Selon l’UNICEF, chaque année, des milliers d'enfants africains sont victimes de réseaux de trafiquants opérant sous le couvert d’adoptions légales. Ces enfants sont transformés en « marchandises », monnayés à des prix élevés en Europe, où la demande d’adoption internationale reste forte. Le marché lucratif qui en découle alimente un cycle sans fin, au détriment des droits fondamentaux des enfants et de leurs familles.
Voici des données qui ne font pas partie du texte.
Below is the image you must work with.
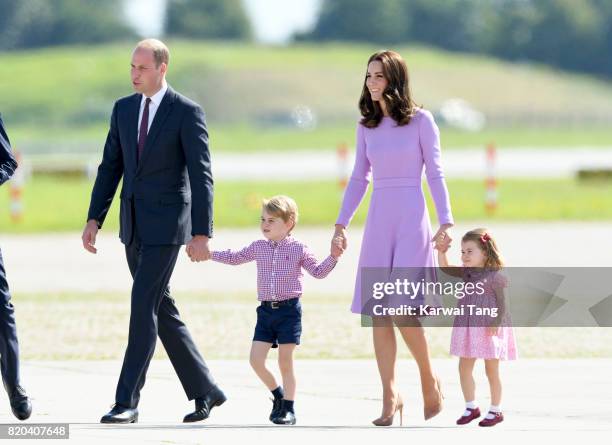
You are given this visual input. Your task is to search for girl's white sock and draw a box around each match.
[462,400,478,417]
[485,405,501,419]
Julienne Mpemba : un symbole de la corruption dans les ONG frauduleuses

Le rôle des ONG dans ces pratiques est souvent ambivalent. Certaines, comme l’orphelinat Tumaini de Mpemba, prétendent œuvrer pour le bien-être des enfants, tout en participant activement à leur exploitation. Le tribunal de Namur a souligné que pour Mpemba, « les enfants n’étaient qu’une marchandise à vendre ». Ce cas emblématique révèle l’urgence de réformer les systèmes d’adoption et de renforcer la transparence des ONG impliquées dans ces processus.

Les autorités belges et congolaises ont collaboré étroitement pour mettre fin à ce réseau, mais de nombreuses zones d’ombre subsistent. Les enfants enlevés et envoyés en Belgique, dont les familles adoptives ont été trompées, se retrouvent désormais dans un vide juridique. Des initiatives légales sont en cours pour les réunir avec leurs parents biologiques, mais les obstacles bureaucratiques demeurent considérables.

Un appel à la vigilance et à la justice

Le cas de Julienne Mpemba symbolise un échec des systèmes de protection des enfants, mais il représente aussi un espoir. Sa condamnation en Belgique marque un pas important vers la reconnaissance des droits des victimes et la nécessité d'agir contre les fraudes à l’adoption. Cependant, le chemin est encore long pour empêcher que des enfants soient vendus comme de simples marchandises.

Il est impératif que les réformes légales s’intensifient et que les collaborations internationales se renforcent pour garantir que chaque enfant ait une chance de grandir dans la sécurité et la dignité. Cette affaire tragique rappelle que la vigilance, la transparence et l’action collective sont les seules armes efficaces contre ce trafic d’êtres humains.